De plus, le site abrite 174 autres espèces remarquables. Trois sont protégées au niveau national, la gagée jaune (Gagea lutea), la gagée des champs (Gagea villosa) et la tulipe sylvestre (Tulipa sylvestris). Une espèce est protégée régionalement, c'est le grémil à pédoncule épais (Lithospermum incrassatum)[6].
Il y a dans Lure de nombreuses espèces liées aux différents peuplements forestiers et à l'étagement de la forêt entre 600 et 1 800 mètres. Parmi les champignons comestibles, les plus prisés sont[56] :
Les morilles ou barigoules, champignons de printemps, qui affectionnent les brûlis ou les passages dégagés à la broyeuse. Ils sont suivis dans le temps, vers la Saint-Jean d'été, par les girolles ou chanterelles qui foisonnent après les pluies aux pieds des hêtres. À la même période, la mi-juin, apparaissent les premiers cèpes et bolets qui poussent en colonies dans les hêtraies et les chênaies. Un mois plus tard, vers la mi-juillet, peut se rencontrer l'oronge ou amanite des césars. C'est un champignon aussi rare que délicieux[56]. Quelquefois, au début août, dans les alpages se trouve un agaric, le rosé des prés, qui est le champignon de Paris à l'état sauvage[57].
Après le 15 août et jusqu'aux premières gelées, on assiste à une reprise des girolles et chanterelles ainsi que des cèpes et des bolets, mais en moindre quantité qu'au printemps.
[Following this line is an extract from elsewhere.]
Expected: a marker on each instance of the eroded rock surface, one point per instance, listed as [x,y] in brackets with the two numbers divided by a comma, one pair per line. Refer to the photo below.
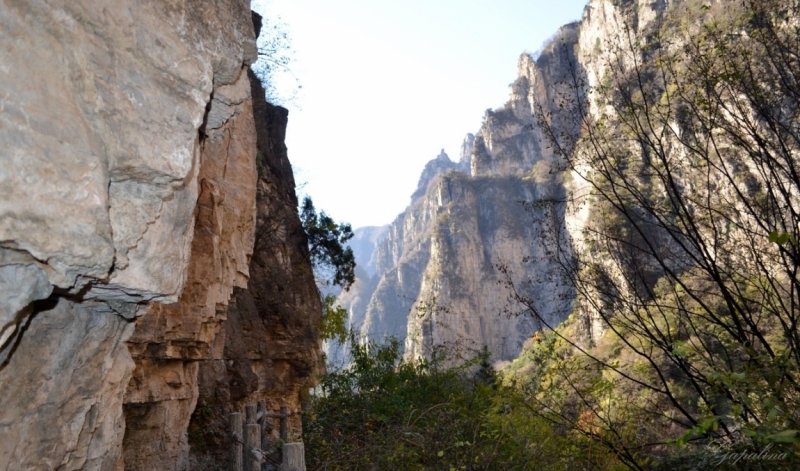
[269,346]
[103,117]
En revanche, début septembre, commence la saison d'autres champignons qui arrivent en quantité. Ce sont le lactaire délicieux ou pinin, qui doit être cueilli de bon matin, le pied bleu qui prolifère en rond de sorcière, le coprin chevelu, la russule charbonnière, le griset, champignon emblématique de la chaîne Ventoux/Albion/Lure, la trompette de la mort dont le nom commercial devient de plus en plus la trompette de l'amour. Nombre de ces champignons ne sont pas récoltés par les locaux qui se contentent de trois ou quatre espèces bien identifiées[57].
En fin arrive le cavage de la truffe noire, ou Tuber melanosporum, qui se fait entre novembre et mars en dessous de 1 100 mètres d'altitude. Sur l'adret, elle se trouve sur les communes de Banon, jusqu'à 800 mètres, et de Redortiers à la limite de 1 000 mètres. Sur l'ubac, où l'on trouve de véritables truffières, dont quelques-unes de plusieurs hectares, elle se récolte entre Saint-Vincent-sur-Jabron et Montfroc, de 600 à 800 mètres d'altitude[58].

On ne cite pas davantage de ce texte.